The impact of swing voters in winner-take-all district races has not only been frustrating and alienating to the public, but the weight of events illustrates that it has been dangerous to the nation’s health. There has been no greater evidence of this than the moving sight of watching family members, friends and loved ones placing flowers on the graves of the innocent victims in Buffalo, Sandy Hook, Orlando, Las Vegas, Uvalde, Monterey Park…and now Nashville. The list is seemingly endless. Welcome to the toxic, tumultuous world of Winner Take All.
US political scientists and media outlets often portray multiparty democracies elected by proportional representation, such as Israel and Italy, as being beholden to tiny political parties of extremists who hold hostage their coalition governments. Yet they fail to recognize how the dynamics of our own winner-take-all elections allow well-organized political minorities and “swing voter” extremists like the NRA to push their radical agendas on the mainstream.
It’s important to understand how our system works if we ever hope to improve it. Because of the antiquated winner-take-all architecture, the best reform would be to overhaul our political system to get rid of single-seat, winner-take-all districts and transform it to a system founded on the bedrock of proportional ranked choice voting in multi-seat “super districts.”

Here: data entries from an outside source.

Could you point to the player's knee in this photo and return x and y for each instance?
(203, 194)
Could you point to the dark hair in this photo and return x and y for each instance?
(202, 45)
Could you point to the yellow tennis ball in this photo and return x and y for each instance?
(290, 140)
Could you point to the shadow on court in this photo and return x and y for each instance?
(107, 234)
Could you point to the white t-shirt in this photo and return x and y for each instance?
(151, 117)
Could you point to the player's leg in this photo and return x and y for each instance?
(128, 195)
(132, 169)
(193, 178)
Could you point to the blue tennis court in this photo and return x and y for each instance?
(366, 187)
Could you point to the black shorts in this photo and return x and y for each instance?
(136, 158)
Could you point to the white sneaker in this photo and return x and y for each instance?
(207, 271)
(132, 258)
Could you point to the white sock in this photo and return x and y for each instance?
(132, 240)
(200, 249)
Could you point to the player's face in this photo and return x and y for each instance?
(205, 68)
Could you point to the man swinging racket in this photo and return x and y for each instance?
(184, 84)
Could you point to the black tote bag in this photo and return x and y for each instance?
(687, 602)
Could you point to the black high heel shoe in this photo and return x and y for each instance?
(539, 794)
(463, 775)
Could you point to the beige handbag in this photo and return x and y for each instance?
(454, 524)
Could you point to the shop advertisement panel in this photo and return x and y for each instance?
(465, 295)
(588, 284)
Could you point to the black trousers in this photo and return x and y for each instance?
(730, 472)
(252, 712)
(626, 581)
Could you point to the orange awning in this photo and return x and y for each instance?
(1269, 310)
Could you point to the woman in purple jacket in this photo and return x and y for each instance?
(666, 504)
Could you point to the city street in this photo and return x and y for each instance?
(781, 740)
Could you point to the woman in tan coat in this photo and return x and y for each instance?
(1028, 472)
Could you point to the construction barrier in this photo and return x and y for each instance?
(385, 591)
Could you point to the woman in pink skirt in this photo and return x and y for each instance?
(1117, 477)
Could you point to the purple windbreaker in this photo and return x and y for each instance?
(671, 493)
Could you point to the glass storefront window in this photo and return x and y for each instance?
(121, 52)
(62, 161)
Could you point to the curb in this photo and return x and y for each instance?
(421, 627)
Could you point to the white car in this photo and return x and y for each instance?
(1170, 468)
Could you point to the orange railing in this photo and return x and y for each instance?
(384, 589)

Steven Hill @StevenHill1776
Unfortunately, to replace single-seat districts with multi-seat super districts at the Congressional level will require an act of Congress - repeal of the 1967 Single-Member District Mandate. However, states could lead by example by implementing proportional ranked choice voting in multi-seat state level districts. In my opinion there are only two valid criticisms of proportional RCV multi-seat districts. The first is with open primaries there are just too many candidates to accurately rank. If there are seven seats in a district and five candidates for each seat, then there would thirty-five candidates to rank. A typical voter identifies two or three preferred candidates and a couple undesirable candidates. For multi-seat districts, Score Then Automatic Runoff (STAR) would be superior to RCV. The second criticism of multi-seat districts is that a majority of winners could be in close proximity geographically and have too much influence in the district.